Temple of Amenhotep IV, Egyptian temple in Karnak Temple Complex, Egypt.
The Temple of Amenhotep IV is an ancient Egyptian temple in Karnak, built by the pharaoh who later took the name Akhenaten. Unlike most temples in the complex, it was largely open to the sky rather than built around enclosed, darkened inner sanctuaries.
The temple was built in the 14th century BC, early in the reign of Amenhotep IV before he changed his name to Akhenaten and promoted the sun disk Aten above all other gods. After his death, later rulers had the temple taken apart stone by stone, reusing the blocks in other buildings across the complex.

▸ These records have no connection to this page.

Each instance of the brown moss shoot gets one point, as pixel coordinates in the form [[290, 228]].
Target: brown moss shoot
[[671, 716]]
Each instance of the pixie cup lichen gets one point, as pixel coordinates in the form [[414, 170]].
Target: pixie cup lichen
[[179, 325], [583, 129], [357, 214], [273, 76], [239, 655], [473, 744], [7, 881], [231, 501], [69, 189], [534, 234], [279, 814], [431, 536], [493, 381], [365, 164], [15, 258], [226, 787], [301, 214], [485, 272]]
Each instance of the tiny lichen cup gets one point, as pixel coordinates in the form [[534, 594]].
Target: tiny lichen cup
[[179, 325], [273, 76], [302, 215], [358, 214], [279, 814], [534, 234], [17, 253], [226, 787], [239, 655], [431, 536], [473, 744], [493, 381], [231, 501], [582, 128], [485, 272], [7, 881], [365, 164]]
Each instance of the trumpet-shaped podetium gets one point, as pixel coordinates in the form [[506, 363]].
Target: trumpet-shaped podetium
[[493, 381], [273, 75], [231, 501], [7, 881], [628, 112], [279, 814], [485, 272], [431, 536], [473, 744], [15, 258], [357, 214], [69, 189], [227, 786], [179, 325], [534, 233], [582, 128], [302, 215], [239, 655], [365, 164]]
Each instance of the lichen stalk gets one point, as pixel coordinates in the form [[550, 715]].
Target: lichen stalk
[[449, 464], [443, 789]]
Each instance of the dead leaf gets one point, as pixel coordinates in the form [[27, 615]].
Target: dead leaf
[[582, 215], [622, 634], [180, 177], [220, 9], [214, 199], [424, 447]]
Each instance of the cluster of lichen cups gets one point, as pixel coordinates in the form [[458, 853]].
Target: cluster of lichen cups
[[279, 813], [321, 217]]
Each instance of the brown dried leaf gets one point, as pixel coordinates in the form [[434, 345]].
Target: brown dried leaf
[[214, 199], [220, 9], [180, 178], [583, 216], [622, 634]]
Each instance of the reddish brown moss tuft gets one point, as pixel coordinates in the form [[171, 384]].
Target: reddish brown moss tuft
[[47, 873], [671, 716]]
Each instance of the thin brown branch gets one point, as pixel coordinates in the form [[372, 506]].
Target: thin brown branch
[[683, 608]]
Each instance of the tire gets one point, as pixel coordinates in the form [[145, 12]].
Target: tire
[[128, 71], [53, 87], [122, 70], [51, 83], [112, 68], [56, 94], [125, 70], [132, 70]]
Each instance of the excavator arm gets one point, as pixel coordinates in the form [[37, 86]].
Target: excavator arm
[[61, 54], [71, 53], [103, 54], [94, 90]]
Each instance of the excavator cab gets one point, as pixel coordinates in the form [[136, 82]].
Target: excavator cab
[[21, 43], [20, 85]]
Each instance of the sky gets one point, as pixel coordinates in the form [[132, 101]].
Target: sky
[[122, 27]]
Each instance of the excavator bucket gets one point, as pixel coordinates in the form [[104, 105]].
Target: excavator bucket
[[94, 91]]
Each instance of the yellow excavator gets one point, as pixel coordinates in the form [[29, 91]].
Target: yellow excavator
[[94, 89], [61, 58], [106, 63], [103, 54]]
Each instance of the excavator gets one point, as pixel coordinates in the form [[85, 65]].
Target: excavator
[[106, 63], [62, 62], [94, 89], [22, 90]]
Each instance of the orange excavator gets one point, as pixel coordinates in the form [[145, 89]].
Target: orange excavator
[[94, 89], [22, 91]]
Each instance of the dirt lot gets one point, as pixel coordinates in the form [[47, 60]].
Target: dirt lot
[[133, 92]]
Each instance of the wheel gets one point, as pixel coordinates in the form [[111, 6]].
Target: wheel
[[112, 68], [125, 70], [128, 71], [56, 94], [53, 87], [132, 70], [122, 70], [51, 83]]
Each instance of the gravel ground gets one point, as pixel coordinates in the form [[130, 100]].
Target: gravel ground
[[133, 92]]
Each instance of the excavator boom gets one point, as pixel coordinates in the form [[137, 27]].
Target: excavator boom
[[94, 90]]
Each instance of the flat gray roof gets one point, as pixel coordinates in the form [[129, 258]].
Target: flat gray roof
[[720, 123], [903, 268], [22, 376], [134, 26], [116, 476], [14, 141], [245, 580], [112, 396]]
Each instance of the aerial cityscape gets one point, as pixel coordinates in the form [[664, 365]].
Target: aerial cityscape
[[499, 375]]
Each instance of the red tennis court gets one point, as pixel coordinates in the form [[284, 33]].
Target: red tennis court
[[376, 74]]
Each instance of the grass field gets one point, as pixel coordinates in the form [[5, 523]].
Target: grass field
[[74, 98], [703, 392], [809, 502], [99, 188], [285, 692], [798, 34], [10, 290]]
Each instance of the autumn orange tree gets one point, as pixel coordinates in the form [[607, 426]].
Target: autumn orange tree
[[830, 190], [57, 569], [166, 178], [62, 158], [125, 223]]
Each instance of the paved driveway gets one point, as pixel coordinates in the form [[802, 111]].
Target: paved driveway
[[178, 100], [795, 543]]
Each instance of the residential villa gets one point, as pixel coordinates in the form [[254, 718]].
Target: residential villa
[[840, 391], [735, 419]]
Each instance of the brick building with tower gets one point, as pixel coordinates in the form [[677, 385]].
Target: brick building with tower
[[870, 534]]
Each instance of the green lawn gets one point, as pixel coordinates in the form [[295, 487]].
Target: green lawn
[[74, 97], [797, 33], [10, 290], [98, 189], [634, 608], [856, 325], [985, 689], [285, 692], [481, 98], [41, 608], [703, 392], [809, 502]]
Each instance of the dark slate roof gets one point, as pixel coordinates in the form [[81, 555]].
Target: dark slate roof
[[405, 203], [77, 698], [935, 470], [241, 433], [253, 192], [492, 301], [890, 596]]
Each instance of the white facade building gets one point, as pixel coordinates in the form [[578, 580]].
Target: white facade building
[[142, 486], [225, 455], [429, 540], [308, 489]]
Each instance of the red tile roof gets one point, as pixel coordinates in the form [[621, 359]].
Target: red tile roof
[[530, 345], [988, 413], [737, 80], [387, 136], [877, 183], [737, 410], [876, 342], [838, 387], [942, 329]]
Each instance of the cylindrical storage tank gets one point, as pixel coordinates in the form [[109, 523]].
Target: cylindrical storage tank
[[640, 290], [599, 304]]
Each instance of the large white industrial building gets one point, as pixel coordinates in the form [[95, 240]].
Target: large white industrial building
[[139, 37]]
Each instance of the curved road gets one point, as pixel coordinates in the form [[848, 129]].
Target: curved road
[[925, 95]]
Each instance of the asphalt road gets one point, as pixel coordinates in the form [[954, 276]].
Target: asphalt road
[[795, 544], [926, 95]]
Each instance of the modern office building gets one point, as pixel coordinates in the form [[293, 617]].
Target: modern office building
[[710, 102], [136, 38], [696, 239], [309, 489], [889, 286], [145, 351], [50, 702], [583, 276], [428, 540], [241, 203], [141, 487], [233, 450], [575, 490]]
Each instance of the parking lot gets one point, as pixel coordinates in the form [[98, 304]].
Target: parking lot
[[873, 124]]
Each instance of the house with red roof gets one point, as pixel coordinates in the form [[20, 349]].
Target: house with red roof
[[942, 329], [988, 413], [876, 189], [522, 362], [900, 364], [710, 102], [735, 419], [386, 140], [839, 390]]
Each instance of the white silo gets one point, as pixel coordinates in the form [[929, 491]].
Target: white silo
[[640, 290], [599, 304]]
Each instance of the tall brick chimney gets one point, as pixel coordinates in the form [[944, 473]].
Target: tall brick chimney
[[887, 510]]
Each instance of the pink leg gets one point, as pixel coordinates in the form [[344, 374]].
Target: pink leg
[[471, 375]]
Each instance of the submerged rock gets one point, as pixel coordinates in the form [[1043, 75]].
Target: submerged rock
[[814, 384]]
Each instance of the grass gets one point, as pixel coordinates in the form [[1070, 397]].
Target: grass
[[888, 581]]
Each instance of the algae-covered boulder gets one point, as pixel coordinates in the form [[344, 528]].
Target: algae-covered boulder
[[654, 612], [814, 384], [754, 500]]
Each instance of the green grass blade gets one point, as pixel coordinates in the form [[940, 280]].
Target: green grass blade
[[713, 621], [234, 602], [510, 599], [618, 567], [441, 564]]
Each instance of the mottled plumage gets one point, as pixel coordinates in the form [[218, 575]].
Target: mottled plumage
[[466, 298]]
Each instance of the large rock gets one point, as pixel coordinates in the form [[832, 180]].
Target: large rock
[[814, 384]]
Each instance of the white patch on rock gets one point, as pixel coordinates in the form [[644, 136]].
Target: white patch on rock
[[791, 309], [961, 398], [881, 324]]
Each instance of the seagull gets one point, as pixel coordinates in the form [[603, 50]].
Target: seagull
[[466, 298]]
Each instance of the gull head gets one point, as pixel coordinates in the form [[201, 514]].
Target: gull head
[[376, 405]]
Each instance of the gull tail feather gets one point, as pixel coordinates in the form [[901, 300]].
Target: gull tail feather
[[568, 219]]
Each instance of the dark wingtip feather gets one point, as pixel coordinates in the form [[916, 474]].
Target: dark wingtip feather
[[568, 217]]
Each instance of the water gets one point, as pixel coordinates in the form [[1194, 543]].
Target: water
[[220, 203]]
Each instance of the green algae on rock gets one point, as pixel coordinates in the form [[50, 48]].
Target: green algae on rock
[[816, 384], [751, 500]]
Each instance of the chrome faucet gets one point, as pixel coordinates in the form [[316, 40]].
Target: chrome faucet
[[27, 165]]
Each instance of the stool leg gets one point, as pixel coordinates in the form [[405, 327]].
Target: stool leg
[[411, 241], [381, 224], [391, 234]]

The temple served as a worship center for Aton, breaking away from the religious practices of earlier periods. Visitors can still observe traces of this shift reflected in the remaining structures today.
The site sits within the Karnak temple complex, reached through the main entrance on the east bank of the Nile in Luxor. Because active archaeological work is ongoing in parts of the area, it is worth checking in advance which sections are open to visitors on any given day.
The small stone blocks used to build the temple are known as talatat, a size chosen specifically so that one person could carry each block alone, speeding up construction considerably. Many of these blocks were later hidden inside the walls of other Karnak buildings, where they stayed out of sight for centuries before archaeologists began recovering them.